Apesar do pouco tempo no olimpo nacional, é inegável que o presidente eleito representa hoje uma corrente importante. Seus valores e frases são repetidos por milhares de seguidores nas redes sociais. Os bolsonaristas, no entanto, não se limitam a manifestações no mundo virtual; encaram também o mundo real, saindo às ruas para defender suas causas — algumas justas e necessárias; outras, ensandecidas. Goste-se ou não, o bolsonarismo se tornou um verbete incontornável no dicionário político brasileiro.
Entre cabeçadas e defecções, o jovem movimento vinha até aqui caminhando em bloco nas questões fundamentais. É verdade que alguns generais caíram, olavistas perderam o emprego e apoiadores viraram inimigos. Nada disso, porém, representou uma ameaça tão grande à coesão do grupo quanto a cisão que hoje se forma no coração do bolsonarismo. A razão? Novamente a Lava-Jato. Não mais a operação conjunta entre Ministério Público e Polícia Federal, e sim o seu desdobramento na política — o chamado “lavajatismo”. Logo após o primeiro turno, os lavajatistas abraçaram o capitão e, entre outros novos apoios, ajudaram a pavimentar sua vitória. Oito meses e meio depois, a despeito das constantes fotografias do ministro da Justiça, Sergio Moro — o herói do lavajatismo —, com o presidente Jair Bolsonaro lado a lado, os estranhamentos são cristalinos.

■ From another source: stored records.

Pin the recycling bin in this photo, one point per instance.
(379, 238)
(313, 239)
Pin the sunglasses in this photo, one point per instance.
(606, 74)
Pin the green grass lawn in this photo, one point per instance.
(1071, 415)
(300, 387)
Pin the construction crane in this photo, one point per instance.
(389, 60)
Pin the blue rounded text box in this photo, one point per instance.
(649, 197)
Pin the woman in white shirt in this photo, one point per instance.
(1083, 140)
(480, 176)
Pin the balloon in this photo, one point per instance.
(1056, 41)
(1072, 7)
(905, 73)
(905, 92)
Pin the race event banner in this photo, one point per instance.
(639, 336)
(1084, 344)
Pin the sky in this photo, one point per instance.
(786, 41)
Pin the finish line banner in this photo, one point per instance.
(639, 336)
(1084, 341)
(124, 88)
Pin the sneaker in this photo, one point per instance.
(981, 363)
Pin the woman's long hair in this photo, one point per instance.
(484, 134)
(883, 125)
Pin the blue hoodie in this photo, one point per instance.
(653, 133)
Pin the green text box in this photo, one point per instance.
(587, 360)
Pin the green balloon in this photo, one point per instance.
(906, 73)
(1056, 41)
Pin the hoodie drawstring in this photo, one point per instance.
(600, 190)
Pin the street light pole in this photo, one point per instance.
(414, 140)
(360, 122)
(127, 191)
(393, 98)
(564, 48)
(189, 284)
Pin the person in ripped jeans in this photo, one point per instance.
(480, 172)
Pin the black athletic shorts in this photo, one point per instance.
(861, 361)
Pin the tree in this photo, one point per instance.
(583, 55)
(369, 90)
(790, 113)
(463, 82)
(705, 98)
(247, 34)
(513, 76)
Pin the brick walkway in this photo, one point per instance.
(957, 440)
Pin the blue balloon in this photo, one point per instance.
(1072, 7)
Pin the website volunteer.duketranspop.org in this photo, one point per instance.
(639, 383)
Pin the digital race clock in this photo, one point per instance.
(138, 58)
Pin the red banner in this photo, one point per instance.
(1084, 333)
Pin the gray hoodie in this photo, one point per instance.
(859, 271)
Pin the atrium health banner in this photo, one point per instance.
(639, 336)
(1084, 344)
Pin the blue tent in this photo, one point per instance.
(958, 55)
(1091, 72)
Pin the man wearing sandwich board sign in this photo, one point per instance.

A briga que neste momento semeia discórdia entre os dois grupos gira em torno da CPI da Lava-Toga, uma criação da tropa que idolatra Moro e cujo objetivo é constranger os ministros do STF. Entretanto, os desencontros têm sido constantes — da saída do Coaf da pasta da Justiça à indicação de Augusto Aras para a PGR. Em tom quase messiânico, os lavajatistas gostam de dizer que suas posições são uma espécie de guerra santa contra a corrupção. Na verdade, trata-se de uma disputa pelo controle do Estado, tendo como pano de fundo a eleição de 2022. O lavajatismo vibra com o nome de Sergio Moro, uma candidatura que, na visão deles, não carregaria o peso das denúncias contra o clã Bolsonaro. O presidente, por sua vez, já percebeu que o ex-juiz tem uma agenda própria em Brasília e declarou que tentará a reeleição. Há quem ainda sonhe com uma chapa Bolsonaro-Moro daqui a três anos, como mostra a reportagem que começa na página 34. Difícil. Os interesses conflitantes não devem arrefecer nos próximos meses. Mas política, como ensinava o ex-governador mineiro Magalhães Pinto, “é como nuvem: você olha e ela está sempre mudando”. Não há dúvida. O céu do bolsonarismo começou a se mexer.